Harrisburg — The Pennsylvania Game Commission had one executive director as of 8 a.m. Jan. 17. It had another by 4 p.m. that same day.
And yet?
It’s searching for what will be its third director in a matter of weeks or months right now.
Director Carl Roe retired from the agency as of the close of business Jan. 17, bringing to a close a career that dates to 2001. He served as the agency’s first-ever long-range planner for about four years, then took over the top job from the retiring Vern Ross on Dec. 30, 2005.
His retirement was not entirely voluntary. Sources say his relationship with the board had grown contentious over time, and he ultimately stepped aside “for the good of the agency.”
Roe announced his retirement in July. The board did not advertise the opening until fall, though, with applications due by Oct. 31 of last year.
Thirty-three were received, said Commissioner Dave Putnam, of Centre County. The eight-member commission board reviewed those and cut the list by more than half. Further review knocked the pool of candidates down to five, including some from within Pennsylvania and some from outside.
The board – all commissioners have been invited to participate – will do interviews on Feb. 5 and 6.
“We definitely have some good people,” Putnam said, though he declined to identify any, or even say if any were already commission employees.
“We are making progress,” agreed Commissioner Ralph Martone, of Lawrence County. “It’s not necessarily speeding along, but we got some highly qualified candidates.”
In the meantime, though, the commission needed a director. Someone has to be in charge to sign land deals, approve contracts and more, Martone said. By law, that can’t be an “interim” director; someone has to be given the job officially and fully, he added.
That person is Matt Hough.
A 33-year veteran of the commission, Hough graduated from the agency’s Ross Leffler School of Conservation in June of 1981 as part of its 18th graduating class. He served as a wildlife conservation officer right out of school, first in Westmoreland County, then in his native Washington.
In 1992 he was promoted to the southwest region office, where he held a number of jobs, the last being regional director. He moved to the agency’s Harrisburg office as deputy executive director in 2010.

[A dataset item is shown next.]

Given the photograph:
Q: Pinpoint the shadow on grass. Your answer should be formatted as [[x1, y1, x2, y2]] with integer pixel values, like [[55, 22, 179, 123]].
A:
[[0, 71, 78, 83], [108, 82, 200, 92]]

Hough will serve as director only until a replacement is found. Then, depending on how soon that is, he’ll either go back to this deputy director job or retire, which was already on his radar, Martone said.
While he’s in charge, his plans include conducting a full review of the agency’s finances to make sure the Game Commission will continue to prosper going forward, he said.
“I am very pleased the board of commissioners has shown its confidence in me by unanimously approving my appointment, and I will work tirelessly to continue the many successes the Game Commission has achieved over the years,” Hough said.